Editorial
A profusão de projetos aprovados pela Câmara e pelo Senado às vésperas
do recesso parlamentar, com forte impacto negativo sobre os cofres públicos,
causaria perplexidade se fosse a primeira vez que acontecesse. A prática, no
entanto, se repete, principalmente em ano eleitoral. Acreditava-se, no entanto,
que a criação de um teto de gastos para a União colocaria um freio nesse
desatino populista. Mais uma ilusão que se desfez.
O país vive hoje uma situação surreal. Em dezembro de 2016, o
Congresso aprovou um teto para os gastos da União, como forma de colocar um
freio no crescimento continuado das despesas e reequilibrar as contas públicas,
que estão deficitárias desde 2014. Depois que o teto entrou em vigor, os mesmos
senadores e deputados passaram a criar novas despesas obrigatórias, como se uma
coisa fosse compatível com a outra. É o non sense.
O mais grave, no entanto, é que os próprios parlamentares incluíram um
dispositivo na emenda constitucional 95, que criou o teto de gasto,
determinando que a proposição legislativa que crie ou altere despesa
obrigatória ou renúncia de receita seja acompanhada da estimativa do seu
impacto orçamentário e financeiro.
Não é conhecida a estimativa feita pelos deputados sobre o impacto nos
cofres públicos do marco regulatório para o transporte rodoviário. Se é que
fizeram, antes de aprová-lo. Igualmente não é conhecido que os parlamentares
procuraram saber se havia espaço orçamentário para a lei 13.606/2018, que
parcelou os débitos dos produtores rurais com o Fundo de Assistência ao
Trabalhador Rural (Funrural).
Recentemente, houve um diálogo entre o presidente da Câmara, Rodrigo
Maia (DEM-RJ) e o deputado Júlio Lopes (PP-RJ), que dá uma ideia de como os
projetos são aprovados. Os deputados estavam votando o fim da cobrança da conta
de luz para famílias com renda menor ou igual a meio salário-mínimo.
Maia perguntou ao deputado Lopes, o relator da matéria, qual era o
impacto da medida no orçamento. O parlamentar disse que não haveria impacto.
"Há impacto em algum lugar", rebateu Maia. "Se alguém não vai
pagar, outro alguém vai ter que pagar a conta." A medida deverá aumentar a
conta de energia dos demais consumidores em 1,6 ponto percentual. Aqui não se
discute o mérito da proposta, mas a necessidade de uma avaliação adequada das
propostas que são votadas. É o mínimo que se espera dos representantes do povo.
É louvável o questionamento feito por Maia. Mas ele deveria ter
perguntado também quanto custaria o parcelamento das dívidas dos produtores
rurais com o Funrural ou se alguém sabia qual era o impacto das vantagens
introduzidas pelos deputados no marco regulatório para o transporte rodoviário.

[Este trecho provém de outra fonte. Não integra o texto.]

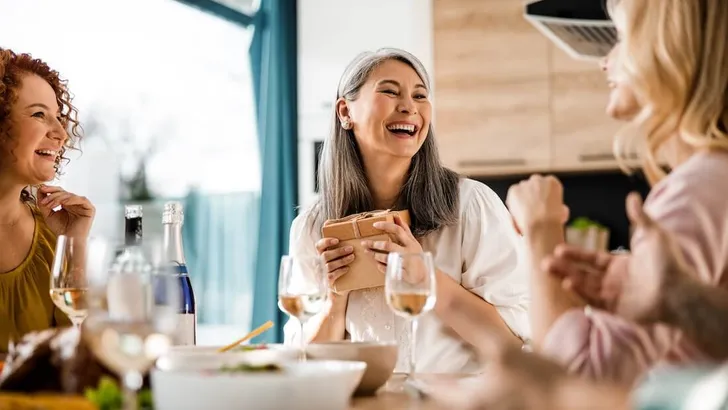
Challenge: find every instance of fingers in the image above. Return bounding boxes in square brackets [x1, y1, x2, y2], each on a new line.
[372, 219, 414, 245]
[541, 256, 605, 306]
[626, 192, 655, 228]
[394, 214, 412, 235]
[324, 249, 354, 272]
[554, 244, 611, 269]
[361, 241, 403, 253]
[326, 266, 349, 285]
[511, 215, 523, 236]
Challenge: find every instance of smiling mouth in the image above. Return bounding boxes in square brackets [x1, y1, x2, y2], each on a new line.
[35, 149, 58, 162]
[387, 124, 419, 137]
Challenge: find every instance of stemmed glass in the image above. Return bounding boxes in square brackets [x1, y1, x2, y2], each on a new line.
[84, 238, 181, 410]
[50, 235, 88, 326]
[384, 252, 436, 380]
[278, 255, 328, 361]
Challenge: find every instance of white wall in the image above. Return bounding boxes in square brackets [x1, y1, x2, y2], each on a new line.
[298, 0, 433, 206]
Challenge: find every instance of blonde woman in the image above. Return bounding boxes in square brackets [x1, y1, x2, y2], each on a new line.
[507, 0, 728, 383]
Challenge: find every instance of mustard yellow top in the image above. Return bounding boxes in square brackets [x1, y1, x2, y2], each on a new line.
[0, 207, 71, 353]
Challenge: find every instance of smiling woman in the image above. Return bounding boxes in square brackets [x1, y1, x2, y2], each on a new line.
[285, 49, 530, 373]
[0, 49, 95, 353]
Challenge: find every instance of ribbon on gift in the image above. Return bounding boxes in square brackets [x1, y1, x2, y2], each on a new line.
[324, 209, 398, 239]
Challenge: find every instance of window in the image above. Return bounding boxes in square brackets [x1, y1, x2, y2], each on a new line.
[0, 0, 261, 343]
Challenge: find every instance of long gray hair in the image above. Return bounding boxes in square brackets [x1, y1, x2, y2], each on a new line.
[311, 48, 460, 237]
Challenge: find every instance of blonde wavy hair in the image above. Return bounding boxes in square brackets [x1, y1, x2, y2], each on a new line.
[608, 0, 728, 184]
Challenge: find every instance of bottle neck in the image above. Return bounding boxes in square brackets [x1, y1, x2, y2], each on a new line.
[163, 223, 186, 265]
[124, 216, 142, 246]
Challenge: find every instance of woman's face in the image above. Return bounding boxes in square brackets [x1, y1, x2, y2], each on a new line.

A estimativa do governo é que o projeto aprovado custará R$ 8,5 bilhões por ano
aos cofres públicos, de acordo com entrevista do ministro da Fazenda, Eduardo
Guardia, ao jornal "O Estado de S. Paulo".
Na semana passada, os parlamentares deram mais uma demonstração de
dissintonia com a realidade fiscal do país. Ao votar o projeto de lei de
diretrizes orçamentárias para 2019, retiraram do texto o artigo colocado pelo
relator da proposta, senador Dalirio Beber (PSDB-SC), que proibia novos
reajustes salariais aos servidores em 2019 - além dos já concedidos e que serão
pagos em janeiro - e a criação de cargos e funções na administração pública
federal.
O senador Beber tentou convencer seus pares a manter o artigo, com o
argumento de que a sua intenção era reduzir o tamanho dos problemas fiscais do
próximo governo. De nada adiantou. Deputados e senadores derrubaram também o
artigo que reduzia em 5% os gastos em custeio administrativo em 2019.
É bom lembrar que a LDO aprovada na semana passada autoriza o governo
Michel Temer a "driblar" uma regra fiscal. A Constituição determina
que as operações de crédito da União não podem superar as despesas de capital,
ou seja, os investimentos. O governo não tem como demonstrar que a proposta
orçamentária de 2019 cumpre o dispositivo (chamado de "regra de
ouro"), pois as despesas primárias superam as receitas primárias. Para
contornar o problema, os senadores e deputados autorizaram o governo a incluir
na proposta despesas obrigatórias no montante de R$ 260,2 bilhões, com execução
condicionada à emissão futura de títulos públicos, que somente será solicitada
pelo próximo presidente em 2019. É mais um "jeitinho" brasileiro, que
simplesmente adia a solução de um problema.